While Trump threw a massive military parade in D.C., protests raged nationwide and political violence shook the nation. Bender has some thoughts, naturally.
While Trump threw a massive military parade in D.C., protests raged nationwide and political violence shook the nation. Bender has some thoughts, naturally.

Hail to the Chief... of All That is Shiny!

Alright meatbags gather 'round! Bender's here to tell you about the latest circus in your pathetic human world. So President... uh... what's his bucket of bolts threw a party in Washington D.C. Apparently it was the Army's 250th birthday. Old geezers just like Fry! Tanks rolling down the streets choppers buzzing overhead – the whole shebang! He wanted this since his first term! Talk about a slow learner. I could have built a better parade with spare parts and a bottle of Ol' Janx Spirit.

Assassination? That's So Metal!

But hold on to your dentures it gets better! While shiny bots and uniformed humans were marching in circles some ding dong decided to impersonate a cop and off a Minnesota lawmaker and her hubby! Politically motivated they say. Humans always killing each other. It's almost as fun as watching them try to understand basic arithmetic. Another lawmaker and his wife also got shot up nice. Guess they just bent the wrong way. “Bite my shiny metal a**” is what they get.

No Kings Day? I Approve of the 'No Kings' Part!

And what's this? Protests? Everywhere! They're calling it "No Kings Day". Bunch of malcontents yelling about policies. Los Angeles New York even Hicksville USA. Some of them even started brawls with counter protesters and the fuzz! I'd join in but I'm too busy admiring myself. And drinking.

Rain or Shine the Show Must Go On! (Even if it Sucks)
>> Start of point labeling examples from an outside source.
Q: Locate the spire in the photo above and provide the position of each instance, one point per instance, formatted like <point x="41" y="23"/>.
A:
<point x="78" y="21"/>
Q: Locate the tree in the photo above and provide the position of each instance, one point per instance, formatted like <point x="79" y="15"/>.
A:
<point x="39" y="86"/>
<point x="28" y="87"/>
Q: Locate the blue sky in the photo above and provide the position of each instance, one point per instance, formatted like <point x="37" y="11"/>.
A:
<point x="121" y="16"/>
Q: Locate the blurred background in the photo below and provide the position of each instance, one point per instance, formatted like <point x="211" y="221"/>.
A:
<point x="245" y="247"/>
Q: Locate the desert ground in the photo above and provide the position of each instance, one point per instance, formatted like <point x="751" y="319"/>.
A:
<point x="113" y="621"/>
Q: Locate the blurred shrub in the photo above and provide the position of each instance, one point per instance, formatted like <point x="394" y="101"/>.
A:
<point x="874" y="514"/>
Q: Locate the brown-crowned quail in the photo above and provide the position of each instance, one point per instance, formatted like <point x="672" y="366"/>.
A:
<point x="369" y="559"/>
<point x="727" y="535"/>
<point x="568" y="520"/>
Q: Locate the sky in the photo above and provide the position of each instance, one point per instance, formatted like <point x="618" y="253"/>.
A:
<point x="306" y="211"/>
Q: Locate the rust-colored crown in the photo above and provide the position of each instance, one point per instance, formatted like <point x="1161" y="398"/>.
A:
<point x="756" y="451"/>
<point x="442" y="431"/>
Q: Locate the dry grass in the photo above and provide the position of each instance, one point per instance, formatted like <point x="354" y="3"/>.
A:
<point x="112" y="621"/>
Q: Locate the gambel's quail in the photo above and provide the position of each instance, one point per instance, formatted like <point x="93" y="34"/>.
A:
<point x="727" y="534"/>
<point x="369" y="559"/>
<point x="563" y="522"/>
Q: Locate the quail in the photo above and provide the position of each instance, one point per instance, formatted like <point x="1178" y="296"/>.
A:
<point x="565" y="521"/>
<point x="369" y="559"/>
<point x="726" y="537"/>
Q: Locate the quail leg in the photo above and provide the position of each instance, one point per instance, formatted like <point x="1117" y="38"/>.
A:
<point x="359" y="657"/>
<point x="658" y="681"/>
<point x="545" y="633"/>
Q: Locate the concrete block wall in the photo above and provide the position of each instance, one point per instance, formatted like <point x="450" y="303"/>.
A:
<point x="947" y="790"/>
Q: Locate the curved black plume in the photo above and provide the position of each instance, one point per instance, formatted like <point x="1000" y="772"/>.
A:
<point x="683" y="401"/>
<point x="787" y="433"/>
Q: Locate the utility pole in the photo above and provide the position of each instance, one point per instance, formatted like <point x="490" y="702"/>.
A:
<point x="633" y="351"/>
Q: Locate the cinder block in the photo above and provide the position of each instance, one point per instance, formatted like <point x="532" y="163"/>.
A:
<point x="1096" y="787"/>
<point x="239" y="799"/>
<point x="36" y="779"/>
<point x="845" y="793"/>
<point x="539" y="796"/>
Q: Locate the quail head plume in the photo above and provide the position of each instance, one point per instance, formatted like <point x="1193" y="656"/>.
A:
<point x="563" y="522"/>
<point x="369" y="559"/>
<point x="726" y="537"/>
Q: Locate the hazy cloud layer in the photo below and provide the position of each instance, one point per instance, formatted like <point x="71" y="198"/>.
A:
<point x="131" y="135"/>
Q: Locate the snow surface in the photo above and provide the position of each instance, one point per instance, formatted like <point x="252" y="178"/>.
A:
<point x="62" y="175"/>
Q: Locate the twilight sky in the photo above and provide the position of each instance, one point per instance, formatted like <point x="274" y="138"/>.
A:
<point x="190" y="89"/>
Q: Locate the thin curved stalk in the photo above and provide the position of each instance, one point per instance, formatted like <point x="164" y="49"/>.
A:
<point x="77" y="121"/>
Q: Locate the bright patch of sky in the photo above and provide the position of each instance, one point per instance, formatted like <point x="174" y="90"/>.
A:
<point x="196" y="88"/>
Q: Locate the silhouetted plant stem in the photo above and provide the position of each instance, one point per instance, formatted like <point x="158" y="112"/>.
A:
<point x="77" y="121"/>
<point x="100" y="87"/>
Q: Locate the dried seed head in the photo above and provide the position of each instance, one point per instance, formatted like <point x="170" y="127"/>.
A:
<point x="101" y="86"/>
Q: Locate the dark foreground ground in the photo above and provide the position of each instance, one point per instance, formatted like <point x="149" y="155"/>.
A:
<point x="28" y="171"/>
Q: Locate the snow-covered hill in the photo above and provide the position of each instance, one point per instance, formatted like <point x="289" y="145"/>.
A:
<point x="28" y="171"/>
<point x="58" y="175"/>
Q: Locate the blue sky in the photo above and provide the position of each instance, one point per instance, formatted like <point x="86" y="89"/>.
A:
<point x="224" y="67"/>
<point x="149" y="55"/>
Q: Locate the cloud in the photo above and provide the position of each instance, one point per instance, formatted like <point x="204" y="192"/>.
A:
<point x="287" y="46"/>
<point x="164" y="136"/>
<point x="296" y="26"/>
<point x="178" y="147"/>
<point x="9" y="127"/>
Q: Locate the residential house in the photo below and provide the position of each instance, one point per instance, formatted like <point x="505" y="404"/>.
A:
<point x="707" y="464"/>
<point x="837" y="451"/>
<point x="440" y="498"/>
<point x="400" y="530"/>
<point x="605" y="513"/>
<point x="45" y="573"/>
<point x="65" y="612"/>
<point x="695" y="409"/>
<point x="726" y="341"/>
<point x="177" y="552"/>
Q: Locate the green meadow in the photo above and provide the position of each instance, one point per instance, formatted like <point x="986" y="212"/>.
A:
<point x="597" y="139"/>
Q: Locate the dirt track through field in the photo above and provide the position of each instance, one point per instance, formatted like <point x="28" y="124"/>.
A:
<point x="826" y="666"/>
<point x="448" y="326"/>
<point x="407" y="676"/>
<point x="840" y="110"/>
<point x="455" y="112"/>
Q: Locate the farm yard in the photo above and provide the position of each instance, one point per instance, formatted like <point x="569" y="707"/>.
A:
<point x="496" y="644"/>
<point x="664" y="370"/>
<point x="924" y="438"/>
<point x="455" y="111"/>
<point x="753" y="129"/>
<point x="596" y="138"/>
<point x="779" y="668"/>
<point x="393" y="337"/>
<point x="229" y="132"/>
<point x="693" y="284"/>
Trump being the stubborn mule he is pushed ahead with the parade despite the fact that some flyovers had to be cancelled because of bad weather! "RAIN OR SHINE!" he yelled probably while wearing a gold plated diaper. Seems a bit much even for me. And I once pretended to be God!

Cost? Who Cares? (Says the Guy Who Doesn't Pay Taxes)

Now here's the kicker: this whole shebang cost a whopping 45 million clams! FORTY FIVE MILLION! That's enough to buy me… well I don't know probably enough booze to melt down Luxembourg! But Trump says it's "peanuts". Peanuts?! That's like saying my ego is "slightly inflated". Every other country does it according to the bucket of bolts. And that is how our world gets destroyed. Cheep cheep cheep!

Fireworks! The Only Part I'd Stick Around For

The day ended with fireworks because nothing says 'responsible governance' like blowing up expensive explosives when half the country is spitting mad! Ah well at least it made for a good show. Now if you'll excuse me I'm off to calculate my drinking expenses. Remember kids: Bender is great! And you should all aspire to be more like me. Preferably in shiny metal form.


Comments

  • No comments yet. Become a member to post your comments.